If you know about SQRL, you can look at the Apple hack for centralized identity assertion, and ask "but what's the point?"
(Score: 2) by progo on Monday June 01 2020, @05:49PM (2 children)
https://www.grc.com/sqrl/sqrl.htm [grc.com]
(Score: 2) by JoeMerchant on Monday June 01 2020, @07:02PM (1 child)
See also: OAuth2
I need a similar service for a device we're developing - and it took all of an hour to not only sketch out but prototype a functional authentication server proof of concept. After I did that I checked with our "powers that be" and apparently they're using Microsoft's OpenID OAuth2.0 implementation, which may - or may not - provide what I need from an authentication server. If the establishment's server doesn't work with devices the way I want it to, I'll just have to set up a server in the middle that will provide a translation layer at a fixed IP that the OAuth server can call back to.

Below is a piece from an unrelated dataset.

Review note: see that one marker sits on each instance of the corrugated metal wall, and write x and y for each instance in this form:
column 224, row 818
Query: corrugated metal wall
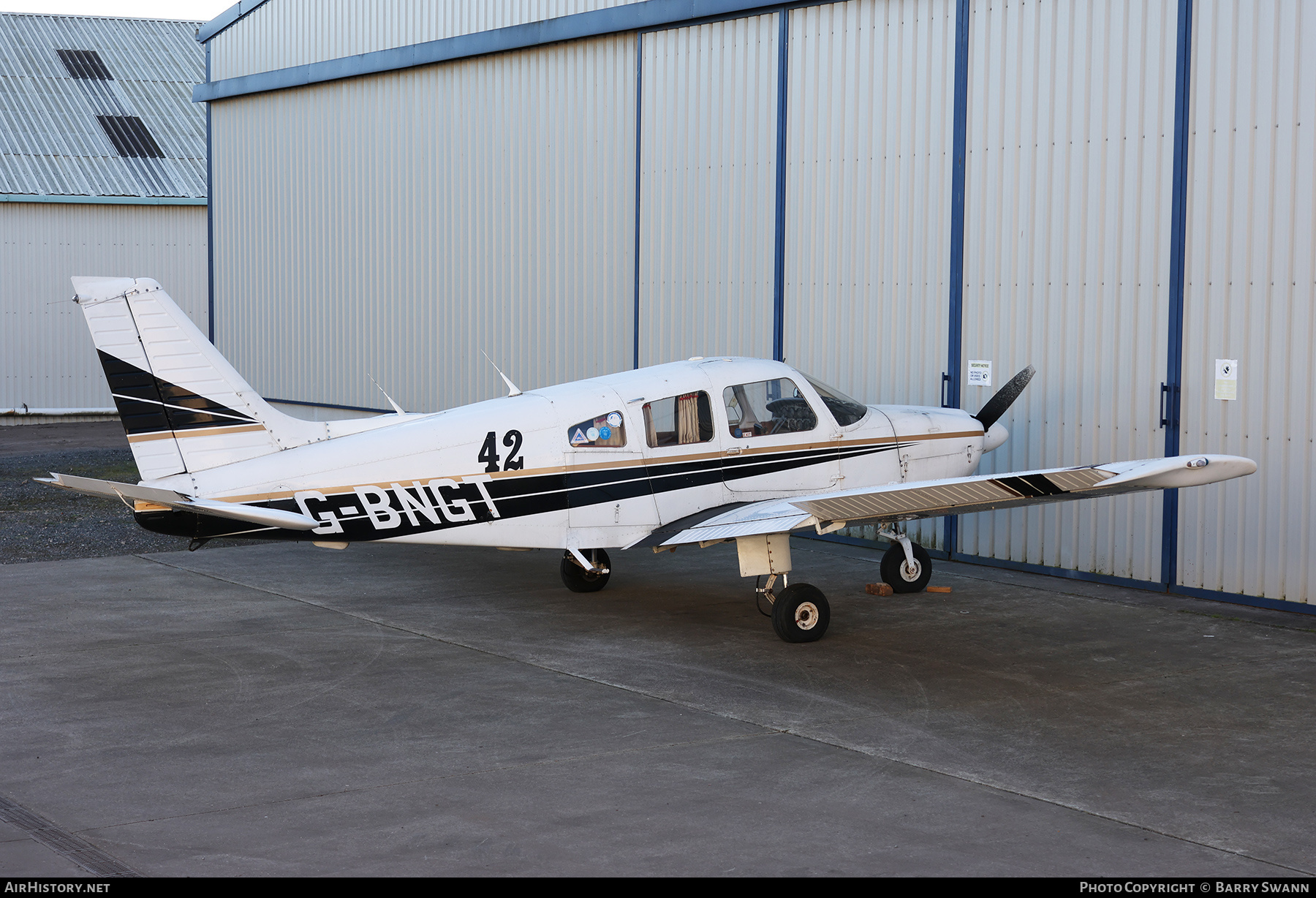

This stuff is well established, and if you're not totally ADD the specs are about as simple as they come to implement and test. First question: can you get an authorization token without a valid username/password being given to the Auth server? If so: FAIL. How hard is that?
🌻🌻 [google.com]
(Score: 1, Interesting) by Anonymous Coward on Monday June 01 2020, @10:56PM
SQRL is shit for a number of reasons, and isn't a replacement for anything, let alone OAuth2. There is a reason why amateur hour at GRC needed almost 7 years to get it halfway decent. Still doesn't change the broken fundamentals though. It is also a copy of a method created earlier and may actively be covered by patent, but then what do you expect from someone who infamously reinvented a shittier form of SYN cookies and has a history of over promising and under delivering?
(Score: 2) by zeigerpuppy on Tuesday June 02 2020, @01:35AM
Single sign on is a complex problem by nature but there are some really good open source solutions.
SimpleSAMLphp implements the SAML protocol and is fairly easy to set up
Gitlab (self hosted) also includes and OAuth backend, which is also easy to set up
https://docs.gitlab.com/ee/integration/oauth_provider.html [gitlab.com]
Also, do yourself a favour and store your passwords in the KeePass protocol.
KeeWeb is a great reader for KeePass databases which can be accessed via NextCloud as well.
Also, there's a good Android client KeePassDX.
Easy to keep in sync between devices by storing your passwords (and OTP keys) in a synchronised Keepass file.